Saturday, July 7, 2012

Keeping the right perspective on fundraising

The news from Mitt Romney's campaign is that the candidate and the RNC were able to raise about $100 million in June.  That's a hefty sum although still well off the all-time mark of $150 million set by the Obama campaign in 2008.

However, the election is not likely to be won by money alone.  The most important factor concerning money is that the campaign have enough money to get its message out.  So long is the Obama folks keep some money in their treasure chest for the last few weeks of the election, they should be fine.

At a certain point, money does not make so much a difference as the issues.  If the candidate has enough money to get the message out, they will compete with their opponent on the issues.  It doesn't matter how much the opponent spends repeating their message.

Money makes much more of a difference in races where the opponent cannot get the message out sufficiently.  Generally, this means hitting each targeted voter at least three of four times with key points that differentiate the candidate from all of the others in the race.

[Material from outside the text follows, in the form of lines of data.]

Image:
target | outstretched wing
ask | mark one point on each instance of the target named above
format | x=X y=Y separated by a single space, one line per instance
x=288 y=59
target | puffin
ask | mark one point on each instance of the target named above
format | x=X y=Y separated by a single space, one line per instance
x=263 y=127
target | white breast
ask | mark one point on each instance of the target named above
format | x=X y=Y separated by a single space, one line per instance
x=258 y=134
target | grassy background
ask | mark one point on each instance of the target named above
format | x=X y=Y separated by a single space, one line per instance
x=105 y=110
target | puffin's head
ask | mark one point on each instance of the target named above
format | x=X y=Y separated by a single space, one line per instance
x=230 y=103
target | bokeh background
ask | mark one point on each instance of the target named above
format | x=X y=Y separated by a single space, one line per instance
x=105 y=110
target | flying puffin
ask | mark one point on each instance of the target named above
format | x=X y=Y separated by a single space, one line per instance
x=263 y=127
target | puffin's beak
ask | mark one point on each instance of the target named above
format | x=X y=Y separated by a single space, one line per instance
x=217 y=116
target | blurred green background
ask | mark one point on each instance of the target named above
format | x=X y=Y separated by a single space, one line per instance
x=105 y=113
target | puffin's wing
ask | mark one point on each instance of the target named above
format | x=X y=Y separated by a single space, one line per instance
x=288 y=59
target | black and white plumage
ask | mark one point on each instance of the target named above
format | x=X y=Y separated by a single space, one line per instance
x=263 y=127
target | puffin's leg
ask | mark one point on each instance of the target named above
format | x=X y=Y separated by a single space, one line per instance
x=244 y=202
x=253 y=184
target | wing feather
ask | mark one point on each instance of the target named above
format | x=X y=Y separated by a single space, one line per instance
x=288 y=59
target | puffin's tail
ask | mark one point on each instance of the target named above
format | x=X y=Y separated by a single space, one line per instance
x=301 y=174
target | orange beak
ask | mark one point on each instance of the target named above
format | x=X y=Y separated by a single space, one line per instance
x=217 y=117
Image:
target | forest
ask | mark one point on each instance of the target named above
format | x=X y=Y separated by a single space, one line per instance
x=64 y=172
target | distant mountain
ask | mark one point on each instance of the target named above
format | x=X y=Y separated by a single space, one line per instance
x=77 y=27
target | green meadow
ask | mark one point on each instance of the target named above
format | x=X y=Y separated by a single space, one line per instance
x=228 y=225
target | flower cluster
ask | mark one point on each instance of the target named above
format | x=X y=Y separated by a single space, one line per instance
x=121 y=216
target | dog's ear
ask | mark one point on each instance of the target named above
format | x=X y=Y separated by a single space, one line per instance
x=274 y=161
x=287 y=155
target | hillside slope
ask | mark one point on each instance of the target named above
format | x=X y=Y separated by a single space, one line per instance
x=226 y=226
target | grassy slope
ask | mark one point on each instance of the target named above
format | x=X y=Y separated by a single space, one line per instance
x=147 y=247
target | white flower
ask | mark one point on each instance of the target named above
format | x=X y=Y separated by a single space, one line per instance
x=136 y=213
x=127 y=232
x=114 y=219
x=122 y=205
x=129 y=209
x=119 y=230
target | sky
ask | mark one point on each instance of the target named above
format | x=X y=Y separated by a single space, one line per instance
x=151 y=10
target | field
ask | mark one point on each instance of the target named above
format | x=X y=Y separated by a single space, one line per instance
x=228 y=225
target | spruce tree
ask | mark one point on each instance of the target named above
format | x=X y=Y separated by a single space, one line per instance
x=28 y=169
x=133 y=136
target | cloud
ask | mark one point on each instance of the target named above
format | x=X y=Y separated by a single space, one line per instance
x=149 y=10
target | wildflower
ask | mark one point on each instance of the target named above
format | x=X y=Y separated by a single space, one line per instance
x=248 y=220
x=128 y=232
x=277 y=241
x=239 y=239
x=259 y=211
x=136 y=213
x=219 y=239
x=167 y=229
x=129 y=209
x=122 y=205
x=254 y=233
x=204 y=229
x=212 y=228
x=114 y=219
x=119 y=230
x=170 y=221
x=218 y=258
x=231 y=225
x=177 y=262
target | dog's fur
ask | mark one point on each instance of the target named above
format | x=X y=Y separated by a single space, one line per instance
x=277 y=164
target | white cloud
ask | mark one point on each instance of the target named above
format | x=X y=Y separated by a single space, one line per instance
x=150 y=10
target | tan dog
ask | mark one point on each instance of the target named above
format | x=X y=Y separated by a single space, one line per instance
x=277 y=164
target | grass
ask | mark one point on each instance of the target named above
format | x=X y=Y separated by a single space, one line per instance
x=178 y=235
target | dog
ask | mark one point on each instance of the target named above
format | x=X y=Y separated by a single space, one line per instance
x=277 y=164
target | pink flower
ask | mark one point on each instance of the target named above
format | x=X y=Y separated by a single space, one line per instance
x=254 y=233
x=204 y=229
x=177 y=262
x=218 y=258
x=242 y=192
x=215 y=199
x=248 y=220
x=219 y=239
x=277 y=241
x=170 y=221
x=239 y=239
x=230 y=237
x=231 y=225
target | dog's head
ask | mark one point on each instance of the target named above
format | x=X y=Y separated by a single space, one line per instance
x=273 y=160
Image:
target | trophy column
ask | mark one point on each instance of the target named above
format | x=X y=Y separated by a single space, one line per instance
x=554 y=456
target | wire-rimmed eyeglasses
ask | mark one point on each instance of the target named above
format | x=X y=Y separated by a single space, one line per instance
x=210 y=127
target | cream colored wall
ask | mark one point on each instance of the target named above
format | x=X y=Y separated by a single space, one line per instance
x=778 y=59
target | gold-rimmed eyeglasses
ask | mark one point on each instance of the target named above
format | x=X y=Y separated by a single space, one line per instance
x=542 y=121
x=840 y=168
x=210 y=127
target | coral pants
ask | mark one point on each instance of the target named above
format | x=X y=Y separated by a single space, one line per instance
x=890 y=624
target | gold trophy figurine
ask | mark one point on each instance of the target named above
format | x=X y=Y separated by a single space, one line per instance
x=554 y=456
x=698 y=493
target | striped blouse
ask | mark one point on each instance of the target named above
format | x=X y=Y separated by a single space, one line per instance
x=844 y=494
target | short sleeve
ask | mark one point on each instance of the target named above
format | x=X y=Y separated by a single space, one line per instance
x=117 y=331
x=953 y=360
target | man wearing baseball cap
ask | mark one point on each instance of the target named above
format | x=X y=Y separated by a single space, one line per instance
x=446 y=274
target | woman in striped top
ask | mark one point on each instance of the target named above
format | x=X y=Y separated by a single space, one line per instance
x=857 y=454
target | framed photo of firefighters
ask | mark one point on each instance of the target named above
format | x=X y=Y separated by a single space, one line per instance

The one thing that the campaign does not want to do is panic, since that will spread through the ranks.  President Obama's strength is in people and many of these people are barely making ends meet during these tough economic times.  So they have to be careful in not scaring people away from getting more involved by overly soliciting for donations.

They need to exude confidence and leverage the advantages that they have and that means getting more people involved.